Securing women’s customary rights in land: the fallacy of institutional recognition
Authors Wilmien Wicomb
ISSN: 1996-2088
Affiliations: Attorney, Constitutional Litigation Unit, Legal Resources Centre
Source: Acta Juridica, 2013, p. 49 – 72
Abstract
The general wisdom of a decade ago that the privatisation of property rights and registration of individual titles on communal land would ensure the protection and promotion of women’s land rights in Africa, has all but successfully been dispelled. As an alternative, the strengthening of customary tenure systems and localised land administration as the panacea to ensuring equitable tenure security on the continent have received a lot of attention.
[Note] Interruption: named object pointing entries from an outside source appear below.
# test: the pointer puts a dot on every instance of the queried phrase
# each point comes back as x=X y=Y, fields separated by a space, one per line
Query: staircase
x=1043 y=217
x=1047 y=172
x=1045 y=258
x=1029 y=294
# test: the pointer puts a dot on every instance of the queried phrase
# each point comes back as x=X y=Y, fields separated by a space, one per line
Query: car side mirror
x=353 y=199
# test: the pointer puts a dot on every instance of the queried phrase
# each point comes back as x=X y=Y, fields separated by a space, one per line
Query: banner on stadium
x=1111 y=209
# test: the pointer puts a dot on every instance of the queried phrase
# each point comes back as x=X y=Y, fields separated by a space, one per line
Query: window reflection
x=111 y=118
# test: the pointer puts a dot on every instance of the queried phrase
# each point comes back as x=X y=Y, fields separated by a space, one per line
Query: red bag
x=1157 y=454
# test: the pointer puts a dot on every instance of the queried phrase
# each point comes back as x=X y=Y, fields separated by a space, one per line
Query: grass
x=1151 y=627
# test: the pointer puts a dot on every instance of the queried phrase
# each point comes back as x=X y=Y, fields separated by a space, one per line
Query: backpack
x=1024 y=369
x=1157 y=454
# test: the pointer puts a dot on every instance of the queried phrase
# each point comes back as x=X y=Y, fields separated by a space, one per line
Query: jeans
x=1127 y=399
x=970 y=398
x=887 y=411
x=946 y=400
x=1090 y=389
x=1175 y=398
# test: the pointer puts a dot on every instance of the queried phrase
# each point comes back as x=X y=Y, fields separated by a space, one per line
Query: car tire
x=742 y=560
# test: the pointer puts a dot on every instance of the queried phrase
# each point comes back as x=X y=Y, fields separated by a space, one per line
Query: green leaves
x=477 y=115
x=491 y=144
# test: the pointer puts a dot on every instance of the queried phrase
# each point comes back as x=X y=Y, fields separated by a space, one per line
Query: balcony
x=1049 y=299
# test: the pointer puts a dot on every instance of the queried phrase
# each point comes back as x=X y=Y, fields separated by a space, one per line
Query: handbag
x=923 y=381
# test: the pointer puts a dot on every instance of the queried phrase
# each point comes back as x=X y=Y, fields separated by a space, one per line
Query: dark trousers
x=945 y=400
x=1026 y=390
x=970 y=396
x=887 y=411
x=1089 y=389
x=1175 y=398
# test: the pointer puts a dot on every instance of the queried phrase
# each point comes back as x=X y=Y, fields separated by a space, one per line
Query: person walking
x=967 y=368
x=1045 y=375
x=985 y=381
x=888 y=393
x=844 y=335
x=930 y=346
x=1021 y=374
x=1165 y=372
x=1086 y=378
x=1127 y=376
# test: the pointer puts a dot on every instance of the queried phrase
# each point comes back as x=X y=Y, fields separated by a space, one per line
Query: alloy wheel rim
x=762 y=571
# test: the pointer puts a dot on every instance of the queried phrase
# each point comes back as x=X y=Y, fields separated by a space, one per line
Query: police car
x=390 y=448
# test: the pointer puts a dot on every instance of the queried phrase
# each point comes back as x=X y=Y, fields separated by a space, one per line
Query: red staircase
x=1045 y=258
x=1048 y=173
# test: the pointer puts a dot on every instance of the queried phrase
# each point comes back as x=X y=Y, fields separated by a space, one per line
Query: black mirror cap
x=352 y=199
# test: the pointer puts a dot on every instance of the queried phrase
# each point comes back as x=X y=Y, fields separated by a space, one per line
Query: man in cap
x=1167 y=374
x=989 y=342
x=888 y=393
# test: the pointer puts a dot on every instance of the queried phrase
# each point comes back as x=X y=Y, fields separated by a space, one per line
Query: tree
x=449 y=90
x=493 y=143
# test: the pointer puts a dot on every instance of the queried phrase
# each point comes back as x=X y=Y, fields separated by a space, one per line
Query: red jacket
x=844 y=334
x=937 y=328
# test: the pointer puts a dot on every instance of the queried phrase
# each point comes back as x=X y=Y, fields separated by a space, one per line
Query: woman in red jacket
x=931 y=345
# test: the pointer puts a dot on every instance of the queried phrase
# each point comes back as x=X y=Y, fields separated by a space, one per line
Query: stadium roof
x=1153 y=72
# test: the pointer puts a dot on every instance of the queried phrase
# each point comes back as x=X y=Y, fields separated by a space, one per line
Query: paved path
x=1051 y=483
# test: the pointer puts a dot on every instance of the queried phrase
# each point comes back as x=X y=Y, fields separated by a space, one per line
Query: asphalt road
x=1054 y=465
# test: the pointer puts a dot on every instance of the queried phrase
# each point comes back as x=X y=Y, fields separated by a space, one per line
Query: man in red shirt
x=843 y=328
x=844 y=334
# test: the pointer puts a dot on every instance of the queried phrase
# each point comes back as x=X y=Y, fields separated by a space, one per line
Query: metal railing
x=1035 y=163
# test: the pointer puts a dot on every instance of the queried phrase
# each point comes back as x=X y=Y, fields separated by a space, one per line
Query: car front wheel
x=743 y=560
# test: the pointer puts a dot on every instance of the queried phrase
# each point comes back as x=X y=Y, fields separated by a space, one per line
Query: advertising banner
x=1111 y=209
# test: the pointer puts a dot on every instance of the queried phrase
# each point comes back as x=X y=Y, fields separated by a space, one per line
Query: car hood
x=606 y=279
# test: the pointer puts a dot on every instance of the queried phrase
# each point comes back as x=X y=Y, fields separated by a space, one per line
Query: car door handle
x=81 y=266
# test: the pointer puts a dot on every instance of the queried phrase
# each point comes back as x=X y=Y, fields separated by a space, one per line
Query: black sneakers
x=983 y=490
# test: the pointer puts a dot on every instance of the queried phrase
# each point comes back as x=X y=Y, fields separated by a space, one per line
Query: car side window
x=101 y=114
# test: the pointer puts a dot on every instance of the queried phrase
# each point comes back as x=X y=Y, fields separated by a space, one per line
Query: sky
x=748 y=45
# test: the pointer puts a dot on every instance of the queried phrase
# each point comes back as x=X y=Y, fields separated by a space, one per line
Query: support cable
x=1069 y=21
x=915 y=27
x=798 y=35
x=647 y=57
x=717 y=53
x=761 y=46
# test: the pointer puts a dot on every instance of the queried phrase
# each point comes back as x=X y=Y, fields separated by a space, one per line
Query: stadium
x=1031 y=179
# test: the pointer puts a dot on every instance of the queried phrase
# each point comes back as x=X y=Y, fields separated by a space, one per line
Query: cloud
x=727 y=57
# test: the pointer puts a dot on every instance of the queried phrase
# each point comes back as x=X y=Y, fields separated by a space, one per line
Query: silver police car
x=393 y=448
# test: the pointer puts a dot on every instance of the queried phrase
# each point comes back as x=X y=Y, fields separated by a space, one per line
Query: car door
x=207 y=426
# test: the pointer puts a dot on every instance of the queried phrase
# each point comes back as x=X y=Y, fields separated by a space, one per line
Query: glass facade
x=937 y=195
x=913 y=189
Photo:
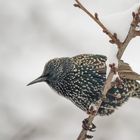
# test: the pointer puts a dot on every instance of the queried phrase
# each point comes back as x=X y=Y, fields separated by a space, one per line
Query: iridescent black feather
x=81 y=80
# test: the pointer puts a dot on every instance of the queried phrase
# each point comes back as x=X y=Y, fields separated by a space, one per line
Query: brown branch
x=131 y=34
x=113 y=37
x=121 y=48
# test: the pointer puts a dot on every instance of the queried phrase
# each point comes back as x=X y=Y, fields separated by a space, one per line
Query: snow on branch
x=132 y=33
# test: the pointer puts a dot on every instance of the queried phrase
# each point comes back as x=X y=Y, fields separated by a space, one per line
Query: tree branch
x=133 y=32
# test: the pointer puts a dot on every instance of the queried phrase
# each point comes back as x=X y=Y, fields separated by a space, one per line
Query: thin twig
x=113 y=37
x=121 y=48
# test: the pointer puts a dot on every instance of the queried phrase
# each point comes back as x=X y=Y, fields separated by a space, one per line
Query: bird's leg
x=92 y=110
x=86 y=126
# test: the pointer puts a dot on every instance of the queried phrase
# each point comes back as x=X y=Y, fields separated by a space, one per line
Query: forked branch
x=132 y=33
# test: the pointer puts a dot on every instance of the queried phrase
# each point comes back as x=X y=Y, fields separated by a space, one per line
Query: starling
x=81 y=79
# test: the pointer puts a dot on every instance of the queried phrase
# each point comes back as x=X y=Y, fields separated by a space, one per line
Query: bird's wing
x=98 y=62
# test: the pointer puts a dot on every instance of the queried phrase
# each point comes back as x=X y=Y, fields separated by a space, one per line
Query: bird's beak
x=39 y=79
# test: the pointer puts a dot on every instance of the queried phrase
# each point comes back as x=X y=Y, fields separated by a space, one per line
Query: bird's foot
x=92 y=109
x=113 y=68
x=86 y=126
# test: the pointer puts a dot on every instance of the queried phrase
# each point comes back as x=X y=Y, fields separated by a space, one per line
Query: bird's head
x=54 y=71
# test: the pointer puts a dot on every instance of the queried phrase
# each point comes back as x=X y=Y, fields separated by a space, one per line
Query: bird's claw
x=90 y=128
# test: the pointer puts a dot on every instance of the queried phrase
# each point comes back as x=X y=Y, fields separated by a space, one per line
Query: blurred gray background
x=34 y=31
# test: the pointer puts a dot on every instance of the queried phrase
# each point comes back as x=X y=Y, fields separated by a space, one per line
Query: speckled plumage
x=81 y=80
This alternative is apparently facilitated by the move across the continent to afford customary law recognition as a source of law. This paper investigates both the alternative of strengthening customary law institutions in order to strengthen women’s customary tenure and the prior assumption that customary law is now properly recognised by domestic systems on the continent. Drawing on the South African experience that includes explicit constitutional recognition of custom and rigorous engagement from the Constitutional Court, the paper argues that the problem is no longer the recognition of customary law, but the manner in which such recognition occurs. Relying on the theory of complexity to understand empirical examples of women asserting stronger property rights under customary law, the paper attempts to unpack what proper recognition should entail in particular in order for it to be a tool for the protection of the rights of women. Finally, and in relation to the work of Christian Lund on the nature of property rights, it enquires into the potential role of the courts and the legislature in the proper recognition and development of customary law.